The tennis balls used at Wimbledon were made locally up until 10 years ago (in Barnsley) but are now made in Bataan in the Phillipines. According to Dr Mark Johnson from Warwick Business School, the inputs required to manufacture them come from 11 countries and collectively travel 50,000 miles (80,000 km).
This is yet another example of the complex globalisation of supply chains. It’s also another illustration of how different places specialise in the production of certain goods. New Zealand, for example, is extraordinarily good at producing high quality wool, but it seems Stroud in the UK is better at turning it into the felt used in premium tennis balls.
According to business environment website EdieWaste, it’s also another instance of how the environmental impact associated with globalisation is ignored. It says “Wimbledon tennis balls serve up (a) vast carbon footprint”.
Environment writer for The Guardian, Damien Carrington, echoes the environmental risk:
The problem here is a simple one. Monetary cost has been minimised but, with such a vast footprint, it seems very unlikely that the environmental cost has been even close to minimised. It is a striking example of how failing to ensure that manufacturers pay the true cost of their environmental impact can lead to extraordinary supply chains in a globalised world.
The New Zealand wool is shipped 11,815 miles to Stroud. It’s turned into felt and then shipped 6,720 miles to the factory in Bataan. When they’re finished, the tennis balls are shipped 6,660 miles to Wimbledon.
I don’t know anything specific about the manufacture of tennis balls, but this sort of argument is familiar from the “food miles” debate. We’re urged to buy food locally to avoid the enormous carbon emissions supposedly associated with very long supply chains. For example, researchers found food travels 2,500 miles on average in the US before it’s purchased.
Bulk shipping is remarkably efficient in terms of emissions per kilogram. According to one estimate, it takes a tablespoon of diesel fuel to move one pound of freight 3,000 miles by rail. Sea travel is even more efficient, with emissions per tonne km up to 30 times less than trucks.
The vast bulk of emissions associated with agriculture occur on farms and in factories. Transport is a relatively small component – around 4% – of the total carbon emissions from agriculture.
Most food can’t be grown in most places without resorting to potentially environmentally damaging practices like excessive application of fertiliser, irrigation or artificial heating of greenhouses. Locations that have some comparative advantage for a particular foodstuff are likely to be environmentally more efficient.
This article cites a British study which found that because British tomatoes are grown in heated greenhouses, they emit 2.4 metric tons of carbon dioxide per ton grown whereas Spanish tomatoes emit 0.6 tons. Further:
Another study found that cold storage of British apples produced more carbon dioxide than shipping New Zealand apples by sea to London. In addition, U.K. dairy farmers use twice as much energy to produce a metric ton of milk solids than do New Zealand farmers.

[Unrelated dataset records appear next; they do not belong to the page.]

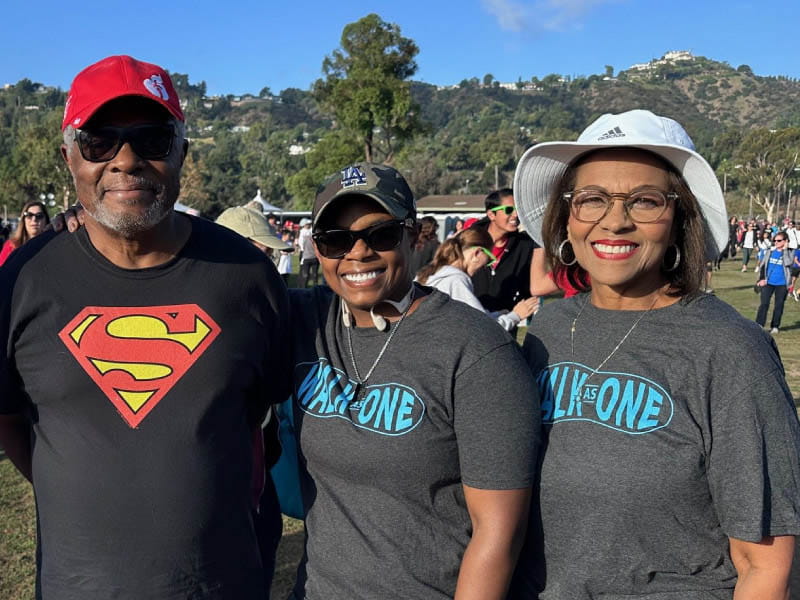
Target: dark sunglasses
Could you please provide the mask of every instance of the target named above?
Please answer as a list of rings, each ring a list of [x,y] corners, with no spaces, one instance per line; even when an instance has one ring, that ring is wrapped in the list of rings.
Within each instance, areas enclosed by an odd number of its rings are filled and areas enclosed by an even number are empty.
[[[325,258],[342,258],[353,249],[358,240],[364,242],[376,252],[394,250],[403,239],[403,229],[411,227],[413,219],[392,219],[376,223],[364,229],[329,229],[312,234],[317,250]]]
[[[43,212],[24,212],[22,216],[26,219],[33,219],[34,221],[44,221],[44,213]]]
[[[504,213],[506,213],[506,215],[510,215],[515,210],[517,210],[516,206],[507,206],[507,205],[504,204],[502,206],[495,206],[494,208],[490,208],[489,212],[496,213],[496,212],[503,211]]]
[[[107,162],[125,142],[144,160],[161,160],[172,150],[175,128],[167,123],[146,123],[131,127],[76,129],[75,140],[81,156],[89,162]]]

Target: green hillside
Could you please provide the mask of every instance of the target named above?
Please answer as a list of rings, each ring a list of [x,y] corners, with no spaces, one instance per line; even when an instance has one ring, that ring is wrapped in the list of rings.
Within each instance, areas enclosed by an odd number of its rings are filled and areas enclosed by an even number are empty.
[[[290,189],[301,189],[287,186],[292,175],[322,155],[358,157],[359,146],[345,132],[339,141],[327,139],[316,155],[309,152],[337,130],[311,89],[273,94],[265,87],[257,95],[209,97],[204,82],[190,83],[180,73],[173,78],[192,140],[181,200],[210,216],[246,202],[258,188],[273,204],[306,207],[314,182],[292,194]],[[731,162],[750,130],[800,126],[797,80],[759,77],[747,65],[734,68],[704,57],[654,60],[616,74],[611,67],[603,75],[553,74],[513,85],[491,75],[451,88],[410,85],[423,129],[393,162],[418,196],[508,185],[526,148],[575,139],[605,112],[647,108],[678,120],[715,168]],[[58,153],[64,98],[64,91],[30,80],[0,90],[0,194],[11,213],[41,193],[53,193],[58,204],[72,200]]]

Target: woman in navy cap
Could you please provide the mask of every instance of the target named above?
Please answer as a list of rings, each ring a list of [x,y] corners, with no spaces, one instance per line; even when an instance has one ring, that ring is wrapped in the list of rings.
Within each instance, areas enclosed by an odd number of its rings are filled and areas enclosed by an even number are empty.
[[[298,599],[499,600],[521,546],[536,389],[489,317],[412,282],[415,216],[403,177],[368,163],[314,203],[328,287],[290,299],[308,473]]]

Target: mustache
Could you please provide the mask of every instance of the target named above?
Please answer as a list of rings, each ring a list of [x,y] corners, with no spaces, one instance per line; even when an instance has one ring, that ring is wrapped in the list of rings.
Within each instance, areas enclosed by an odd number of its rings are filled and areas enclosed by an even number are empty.
[[[141,175],[132,175],[125,179],[118,179],[102,186],[102,191],[108,190],[148,190],[155,193],[163,191],[164,186],[157,181]]]

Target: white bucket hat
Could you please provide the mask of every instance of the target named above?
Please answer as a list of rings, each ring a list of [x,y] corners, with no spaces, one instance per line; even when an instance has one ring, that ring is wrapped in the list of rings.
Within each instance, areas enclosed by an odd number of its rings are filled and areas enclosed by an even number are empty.
[[[514,174],[514,201],[525,230],[542,245],[542,218],[564,172],[592,150],[641,148],[665,159],[683,176],[697,198],[706,224],[706,257],[716,258],[728,243],[728,212],[714,170],[694,150],[681,125],[648,110],[605,114],[577,142],[546,142],[529,148]]]

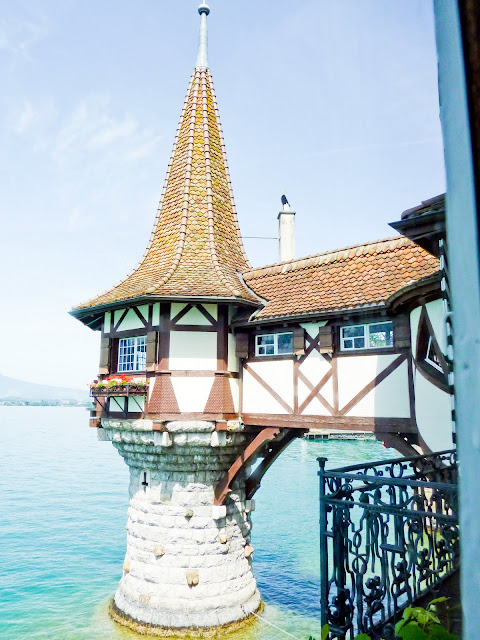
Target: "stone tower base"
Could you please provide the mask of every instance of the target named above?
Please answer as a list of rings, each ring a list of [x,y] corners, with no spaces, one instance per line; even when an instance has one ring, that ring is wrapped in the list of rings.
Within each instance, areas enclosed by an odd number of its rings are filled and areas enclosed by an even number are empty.
[[[262,613],[263,608],[263,602],[261,602],[255,613]],[[192,638],[224,638],[226,634],[235,633],[256,622],[256,617],[250,614],[242,620],[237,620],[237,622],[230,622],[229,624],[218,625],[217,627],[199,627],[196,629],[185,627],[183,629],[173,629],[172,627],[157,627],[155,625],[138,622],[120,611],[115,602],[112,602],[110,605],[109,613],[112,620],[121,624],[123,627],[131,629],[141,636],[155,638],[188,638],[189,640]]]
[[[213,505],[216,484],[244,449],[240,426],[216,432],[212,422],[179,421],[162,433],[150,420],[102,423],[99,437],[130,468],[127,552],[112,617],[157,636],[214,637],[219,626],[247,622],[261,600],[245,478],[225,505]]]

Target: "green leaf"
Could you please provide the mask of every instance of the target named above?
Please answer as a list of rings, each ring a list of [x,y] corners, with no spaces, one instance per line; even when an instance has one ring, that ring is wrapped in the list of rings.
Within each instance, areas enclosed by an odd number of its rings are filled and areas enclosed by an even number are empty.
[[[410,620],[411,617],[412,617],[412,607],[408,606],[406,609],[404,609],[401,619],[395,625],[396,633],[398,633],[400,629],[407,624],[407,622]]]
[[[432,604],[437,604],[438,602],[446,602],[447,600],[450,600],[450,598],[446,598],[445,596],[442,596],[441,598],[435,598],[435,600],[432,600],[428,603],[427,609],[430,609]]]
[[[330,627],[328,626],[328,624],[324,624],[322,627],[321,635],[320,635],[321,640],[328,640],[329,631],[330,631]]]
[[[418,622],[414,620],[402,627],[397,634],[403,640],[429,640],[425,631],[423,631]]]
[[[412,617],[412,611],[413,611],[413,607],[408,606],[405,611],[403,612],[402,618],[406,621],[406,620],[410,620],[410,618]]]
[[[355,636],[353,640],[372,640],[366,633],[361,633],[359,636]]]
[[[438,616],[435,613],[433,613],[433,611],[427,611],[427,616],[429,619],[428,624],[430,624],[430,622],[434,622],[435,624],[440,624],[440,620]]]
[[[428,628],[428,637],[431,640],[460,640],[454,633],[450,633],[439,624],[432,624]]]
[[[428,611],[426,611],[423,607],[414,607],[412,609],[412,618],[417,620],[422,627],[428,624]]]

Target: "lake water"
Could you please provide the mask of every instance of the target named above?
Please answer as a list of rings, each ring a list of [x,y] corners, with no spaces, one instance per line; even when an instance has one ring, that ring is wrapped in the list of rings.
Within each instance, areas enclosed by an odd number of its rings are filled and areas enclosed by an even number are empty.
[[[107,607],[126,545],[128,468],[85,409],[0,407],[0,638],[134,640]],[[378,442],[295,441],[255,496],[254,574],[264,618],[319,637],[317,456],[392,457]],[[280,640],[257,621],[230,640]]]

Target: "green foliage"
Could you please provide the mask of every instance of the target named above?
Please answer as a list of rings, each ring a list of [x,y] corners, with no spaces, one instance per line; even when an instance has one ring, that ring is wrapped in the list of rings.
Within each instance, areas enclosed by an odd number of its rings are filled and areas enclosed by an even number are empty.
[[[459,640],[440,624],[435,605],[448,598],[436,598],[427,608],[407,607],[402,619],[395,625],[395,633],[402,640]]]
[[[447,601],[448,598],[436,598],[424,609],[423,607],[407,607],[402,619],[395,625],[395,633],[402,640],[460,640],[454,633],[447,631],[440,624],[435,605]],[[320,640],[328,640],[328,624],[322,627]],[[315,640],[309,636],[308,640]],[[371,640],[370,636],[361,633],[355,640]]]

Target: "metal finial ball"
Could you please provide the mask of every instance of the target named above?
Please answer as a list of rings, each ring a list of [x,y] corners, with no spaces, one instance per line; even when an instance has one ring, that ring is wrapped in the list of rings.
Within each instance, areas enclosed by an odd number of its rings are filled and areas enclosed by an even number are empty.
[[[206,13],[207,16],[210,13],[210,7],[206,2],[202,2],[202,4],[198,7],[198,13],[202,15],[202,13]]]

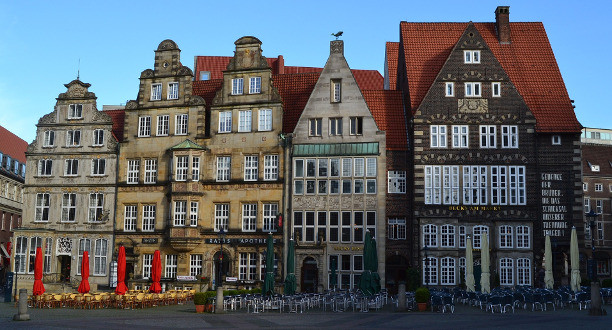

Marxist writer and activist Greg Sharzer points out in his new book No Local that Kenyan rose growers produce less carbon dioxide than Dutch growers. Large scale container and rail shipping means importing frozen fish to the UK emits less carbon than growing fresh fish locally. He says “the distance between farm and market isn’t an accurate gauge of environmental costs.”
I expect there’re strong parallels between food and the manufacture of goods. In fact the inputs required for tennis balls – like clay and wool – might well be cheaper to ship than food as they require less demanding environmental controls.
Also, the reason clay used to make tennis balls is cheaper to import might be because clay in the USA is cleaner and easier to extract than it is in the UK (or Bataan). If so, that could mean it requires less energy to collect and process.
The “50,000 miles” figure is misleading. Adding all the miles for tennis ball inputs together without weighting them by the relative quantities involved doesn’t provide an accurate figure. For example, some of the quantities (Magnesium carbonate?) might be quite small. Wool and felt account for 37% of that 50,000 miles yet their respective contributions by weight to the manufacture of a tennis ball isn’t explained.
Damien Carrington appears to have equated distance with emissions. I can’t say if that is or isn’t true in the specific case of the tennis balls produced for Wimbledon, but as a general rule simply adding the raw miles together overlooks a lot of other considerations.
As with food, the bulk of emissions associated with goods are likely to come, on average, from manufacturing rather than from transportation. And it should be borne in mind that the key source of emission associated with Wimbledon isn’t tennis balls or scones, but rather all those patrons travelling within and to the UK for the event.
It’s neither here nor there really, but if it’s assumed the input source countries remain the same, it appears from the exhibit that there are fewer (unweighted) miles associated with manufacturing tennis balls in Bataan than in Barnsley. Differences in environmental regulation might be a more significant factor.